But even if NLCs aren't used for some reason, there's still a lot one could do with conventional rockets for hauling up cargo. Both the US and the USSR developed heavy-lifter rockets in the 1960s within a handful of years, and Russia still maintains theirs. Since its already a known and well-used technology today, it would probably take less than two years for most of the major industrial powers to re-gear themselves to produce heavy-lifters in quantity, if they were really motivated to do so.

Among the equipment provided would probably also dropships. Just getting the survivors into orbit and having them make the interplanetary crossing would be a tremendous feat, and having less mass to consume fuel would help greatly. So part of the plan may be to have the survivors dock with drophips in Zyra orbit, which will ferry them on their final leg of their journey.

Getting the people up there would be a more complicated matter. NLCs would kill any living thing launched from them; the G forces would just be too great. So it would depend on conventional rocket technology to get them into orbit and transfer them to Zyra.
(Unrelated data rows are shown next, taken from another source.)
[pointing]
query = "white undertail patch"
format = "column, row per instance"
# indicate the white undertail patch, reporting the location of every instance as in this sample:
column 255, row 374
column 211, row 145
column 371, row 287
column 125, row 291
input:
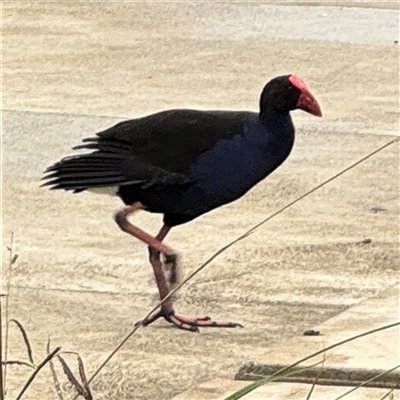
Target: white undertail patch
column 108, row 190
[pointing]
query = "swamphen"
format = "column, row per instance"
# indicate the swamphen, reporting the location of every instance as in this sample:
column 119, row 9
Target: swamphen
column 184, row 163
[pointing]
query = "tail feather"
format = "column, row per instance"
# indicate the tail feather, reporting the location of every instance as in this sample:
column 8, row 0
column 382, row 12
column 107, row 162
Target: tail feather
column 86, row 171
column 112, row 163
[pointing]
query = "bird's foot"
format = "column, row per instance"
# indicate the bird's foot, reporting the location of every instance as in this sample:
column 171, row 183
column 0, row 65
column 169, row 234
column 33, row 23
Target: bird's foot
column 188, row 323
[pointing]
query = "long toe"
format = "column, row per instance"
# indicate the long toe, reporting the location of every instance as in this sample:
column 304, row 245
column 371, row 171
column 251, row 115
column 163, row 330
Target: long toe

Thing is, how many would that be? In the movie, the characters had to wait until the last possible moment before the collision to launch, to conserve as much fuel as possible. I really don't think anyone in a modern day scenario would risk that if they didn't have to. The unmanned cargo vessels could be launch early and take trajectories that may encompass months or years to get to Zyra as it approached. The manned vessels would be more problematic.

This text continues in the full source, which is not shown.